The fund, titled the Laser Digital Polygon Adoption Fund, will provide institutional clients with exposure to Polygon’s native gas token, MATIC, while also tapping into native staking rewards.
Liquid Staking With Laser Digital
Per a press release shared with Cryptonews, the fund is specifically targeted toward sovereign wealth funds, institutional funds, and private asset managers.
“Institutional investors are beginning to understand the benefits and necessity of decentralized security, and this Fund shows that institutions are compelled by the broader ecosystem,” noted Laser Digital.
According to stakingrewards.com, the estimated annual staking reward for MATIC stakers is currently 5.94%. However, using the TruStake liquid staking solution, fund investors can access yield consistnetly higher than Lido’s 5% average while maintaining the freedom to sell their tokens at any time.
TruFin has already partnered with Balacner and Chainlink to maximize the liquidity of the TruMATIC token.
The fund takes advantage of the Polygon AggLayer, which aggregates zero-knowledge proofs from all connected blockchains, boosting liqudiidty and transaction speed while maximizing the fund’s operational efficiency. It will first become available to investors in the United Kingdom following relevant registrations and regulatory approvals.
“Laser Digital Asset Management aims to transform DeFi investment opportunities into investable TradFi solutions,” said Sebastien Guglietta, Head of Laser Digital Asset Management.
“Leveraging TruFin technology and its integration with Polygon’s AggLayer, we are making Polygon-Matic digital asset investment accessible, in the most secure, and efficient way for institutional investors.”
Another Boon For Polygon Adoption
Colin Butler, Global Head of Institutional Capital at Polygon, added that getting institutional investors involved with staking would boost the overall security of the Polygon network.
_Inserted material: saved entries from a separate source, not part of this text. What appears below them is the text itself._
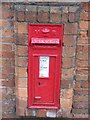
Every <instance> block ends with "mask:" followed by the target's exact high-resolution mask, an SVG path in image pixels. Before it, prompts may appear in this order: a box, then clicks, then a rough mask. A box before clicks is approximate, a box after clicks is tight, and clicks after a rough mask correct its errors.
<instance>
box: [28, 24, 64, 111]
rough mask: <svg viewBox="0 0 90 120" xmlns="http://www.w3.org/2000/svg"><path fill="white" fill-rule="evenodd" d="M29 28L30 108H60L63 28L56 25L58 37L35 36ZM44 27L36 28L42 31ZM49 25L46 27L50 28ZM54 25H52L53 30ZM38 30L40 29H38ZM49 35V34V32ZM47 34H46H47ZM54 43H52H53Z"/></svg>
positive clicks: (28, 70)
mask: <svg viewBox="0 0 90 120" xmlns="http://www.w3.org/2000/svg"><path fill="white" fill-rule="evenodd" d="M33 26H34V25H30V26H29V32H30V34H29V42H28V43H29V46H28V47H29V52H28V54H29V62H28V84H29V85H28V87H29V89H28V93H29V94H28V107H29V108H56V109H57V108H58V107H59V106H60V105H59V97H60V76H61V53H62V33H63V26H62V25H61V27H60V26H59V25H54V26H55V29H56V30H57V31H56V32H61V33H59V34H60V35H59V34H58V35H57V36H56V37H54V38H51V36H50V35H49V37H48V36H47V37H43V36H42V34H41V37H40V36H38V37H37V36H34V34H33V29H32V27H33ZM42 26H43V27H44V25H41V26H39V25H36V26H34V27H35V28H34V29H36V28H37V27H39V30H40V29H42ZM48 26H49V25H45V27H48ZM52 26H53V25H50V26H49V27H50V28H49V29H50V30H51V28H52ZM40 27H41V28H40ZM37 29H38V28H37ZM47 33H48V32H47ZM47 33H45V34H47ZM51 41H52V42H51Z"/></svg>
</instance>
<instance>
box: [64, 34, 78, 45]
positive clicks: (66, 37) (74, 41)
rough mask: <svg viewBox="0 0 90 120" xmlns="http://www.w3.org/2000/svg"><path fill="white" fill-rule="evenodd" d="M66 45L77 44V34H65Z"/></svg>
mask: <svg viewBox="0 0 90 120" xmlns="http://www.w3.org/2000/svg"><path fill="white" fill-rule="evenodd" d="M63 44H64V46H68V47H69V46H75V45H76V36H73V35H72V36H70V35H64V36H63Z"/></svg>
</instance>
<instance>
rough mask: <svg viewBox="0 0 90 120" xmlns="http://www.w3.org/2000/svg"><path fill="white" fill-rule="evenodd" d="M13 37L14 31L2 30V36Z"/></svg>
mask: <svg viewBox="0 0 90 120" xmlns="http://www.w3.org/2000/svg"><path fill="white" fill-rule="evenodd" d="M13 35H14V30H13V29H10V30H8V29H7V30H6V29H4V28H3V29H2V36H13Z"/></svg>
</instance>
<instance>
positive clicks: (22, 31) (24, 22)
mask: <svg viewBox="0 0 90 120" xmlns="http://www.w3.org/2000/svg"><path fill="white" fill-rule="evenodd" d="M17 32H18V33H27V23H25V22H20V23H19V22H17Z"/></svg>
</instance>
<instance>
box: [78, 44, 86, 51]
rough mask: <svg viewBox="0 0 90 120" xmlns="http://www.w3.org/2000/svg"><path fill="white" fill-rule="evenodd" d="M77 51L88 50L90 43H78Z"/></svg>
mask: <svg viewBox="0 0 90 120" xmlns="http://www.w3.org/2000/svg"><path fill="white" fill-rule="evenodd" d="M77 52H88V45H78V46H77Z"/></svg>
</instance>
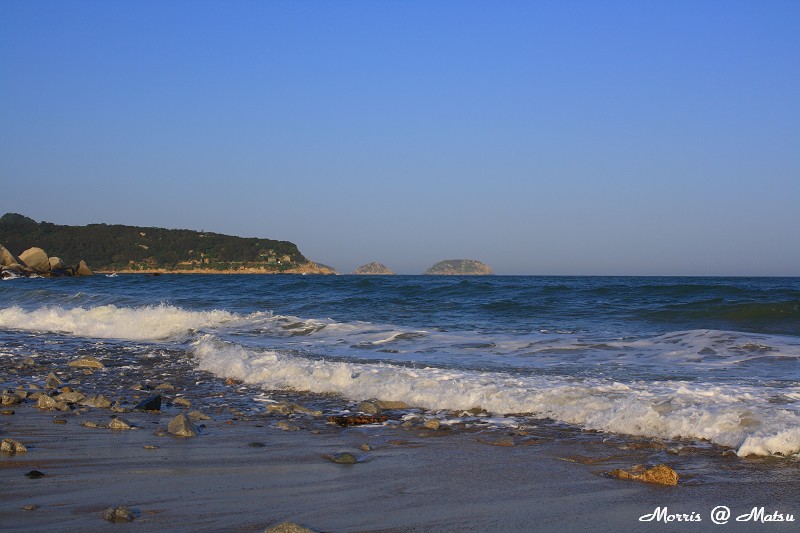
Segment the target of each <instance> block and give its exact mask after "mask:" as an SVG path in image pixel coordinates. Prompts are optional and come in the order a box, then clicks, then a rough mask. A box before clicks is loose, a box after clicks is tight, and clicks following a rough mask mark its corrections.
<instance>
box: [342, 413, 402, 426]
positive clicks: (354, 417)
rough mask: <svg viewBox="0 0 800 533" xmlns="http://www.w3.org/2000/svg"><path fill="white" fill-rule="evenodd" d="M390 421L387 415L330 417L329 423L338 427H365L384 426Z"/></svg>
mask: <svg viewBox="0 0 800 533" xmlns="http://www.w3.org/2000/svg"><path fill="white" fill-rule="evenodd" d="M388 419H389V417H388V416H385V415H357V416H329V417H328V422H332V423H334V424H336V425H337V426H341V427H348V426H363V425H365V424H382V423H383V422H386V421H387V420H388Z"/></svg>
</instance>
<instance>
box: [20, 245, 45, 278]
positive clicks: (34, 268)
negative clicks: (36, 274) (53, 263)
mask: <svg viewBox="0 0 800 533" xmlns="http://www.w3.org/2000/svg"><path fill="white" fill-rule="evenodd" d="M19 259H20V261H22V263H24V264H25V266H27V267H28V268H32V269H33V270H36V271H38V272H50V258H49V257H47V253H46V252H45V251H44V250H42V249H41V248H35V247H34V248H28V249H27V250H25V251H24V252H22V253H21V254H19Z"/></svg>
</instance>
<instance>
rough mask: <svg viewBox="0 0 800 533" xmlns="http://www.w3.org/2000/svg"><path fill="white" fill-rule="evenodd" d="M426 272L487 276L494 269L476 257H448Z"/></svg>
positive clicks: (475, 275) (457, 274) (432, 273)
mask: <svg viewBox="0 0 800 533" xmlns="http://www.w3.org/2000/svg"><path fill="white" fill-rule="evenodd" d="M425 274H429V275H430V274H432V275H438V276H486V275H490V274H492V269H491V268H490V267H489V266H488V265H486V264H484V263H481V262H480V261H476V260H475V259H446V260H444V261H439V262H438V263H436V264H435V265H433V266H432V267H430V268H429V269H428V270H426V271H425Z"/></svg>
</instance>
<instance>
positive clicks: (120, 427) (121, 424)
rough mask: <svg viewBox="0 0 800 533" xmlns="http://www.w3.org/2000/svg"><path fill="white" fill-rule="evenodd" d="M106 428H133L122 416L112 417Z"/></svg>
mask: <svg viewBox="0 0 800 533" xmlns="http://www.w3.org/2000/svg"><path fill="white" fill-rule="evenodd" d="M108 429H133V425H131V423H130V422H128V421H127V420H125V419H124V418H119V417H117V418H112V419H111V422H109V423H108Z"/></svg>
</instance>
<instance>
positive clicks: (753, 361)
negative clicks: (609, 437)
mask: <svg viewBox="0 0 800 533" xmlns="http://www.w3.org/2000/svg"><path fill="white" fill-rule="evenodd" d="M99 340H102V345H103V349H104V350H117V351H119V352H120V353H121V352H126V351H127V352H128V353H130V354H131V355H130V357H131V358H132V359H135V358H136V357H140V356H141V355H137V354H142V353H146V354H148V357H185V358H188V359H190V360H191V362H192V364H193V365H194V366H195V367H196V368H199V369H200V370H203V371H207V372H210V373H212V374H213V375H215V376H218V377H219V378H224V377H233V378H236V379H241V380H244V381H245V382H247V383H250V384H253V385H257V386H259V387H262V388H263V389H264V390H266V391H271V390H284V391H286V390H289V391H309V392H313V393H331V394H334V395H339V396H340V397H342V398H343V399H346V400H352V401H357V400H363V399H368V398H381V399H388V400H401V401H404V402H406V403H407V404H409V405H411V406H414V407H419V408H424V409H430V410H451V411H457V410H467V409H472V408H476V407H479V408H482V409H485V410H487V411H489V412H491V413H494V414H495V415H497V416H510V415H511V414H513V415H514V417H515V419H519V418H525V417H530V418H537V419H541V418H549V419H552V420H555V421H557V422H560V423H564V424H567V425H571V426H575V427H577V428H581V429H591V430H598V431H602V432H608V433H616V434H623V435H636V436H646V437H654V438H670V439H673V438H676V439H696V440H702V441H710V442H712V443H715V444H718V445H721V446H728V447H731V448H733V449H735V450H736V451H737V453H738V454H739V455H751V454H755V455H780V456H788V457H795V458H796V457H798V454H799V453H800V278H669V277H664V278H660V277H533V276H485V277H458V276H453V277H451V276H443V277H438V276H376V277H366V276H290V275H287V276H269V275H262V276H258V275H252V276H251V275H162V276H147V275H119V276H115V277H106V276H102V275H99V276H94V277H91V278H69V279H24V278H17V279H11V280H3V281H2V282H0V357H17V356H22V355H31V356H36V354H37V351H42V350H52V349H53V348H52V347H51V348H47V346H48V345H57V346H59V347H60V348H58V349H63V350H65V351H68V350H73V351H74V350H85V349H87V346H93V345H94V346H96V345H97V344H96V343H97V342H98V341H99ZM87 343H88V344H87ZM92 343H95V344H92ZM132 347H135V349H132ZM131 364H132V365H134V366H135V364H136V361H135V360H132V361H131Z"/></svg>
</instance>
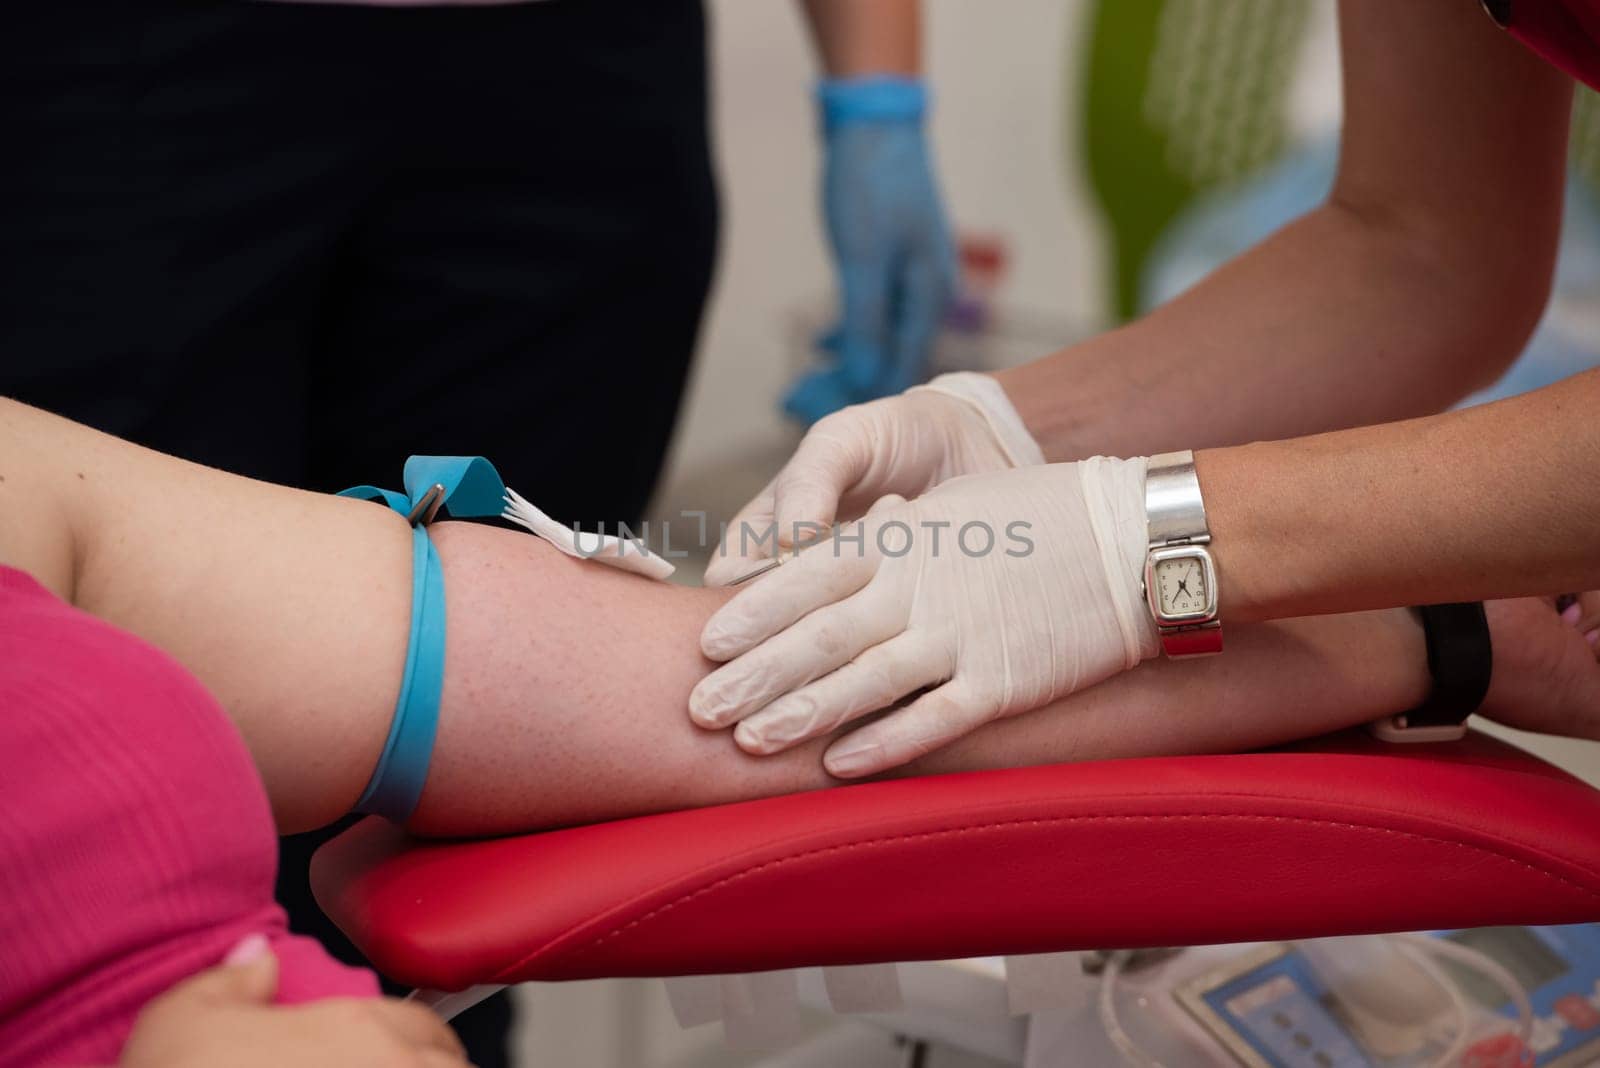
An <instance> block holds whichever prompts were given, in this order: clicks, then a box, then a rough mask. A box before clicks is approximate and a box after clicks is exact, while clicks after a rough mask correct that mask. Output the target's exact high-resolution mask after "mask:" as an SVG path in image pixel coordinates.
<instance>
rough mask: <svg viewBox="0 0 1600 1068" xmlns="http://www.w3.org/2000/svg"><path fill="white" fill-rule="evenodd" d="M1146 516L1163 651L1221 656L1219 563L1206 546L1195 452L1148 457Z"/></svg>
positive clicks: (1156, 627) (1202, 507) (1206, 526)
Polygon is one of the leading layer 2 scaling networks for Ethereum (ETH) – the largest smart contract blockchain by volume and market cap.
Thanks to Ethereum’s recent Denucun upgrade, the cost of “rollups” on Polygon – batches of transactions that are later settled to the Ethereum blockchain – is expected to drastically fall following the latter’s Feijoa update. It’s also a slight boon for Polygon staking, since Ethereum L1 settlement costs became slightly cheaper.
While liquid staking is DeFi’s most popular use case, prominent developers like Vitalik Buterin have warned that the phenomenon is pushing networks like Ethereum toward centralization.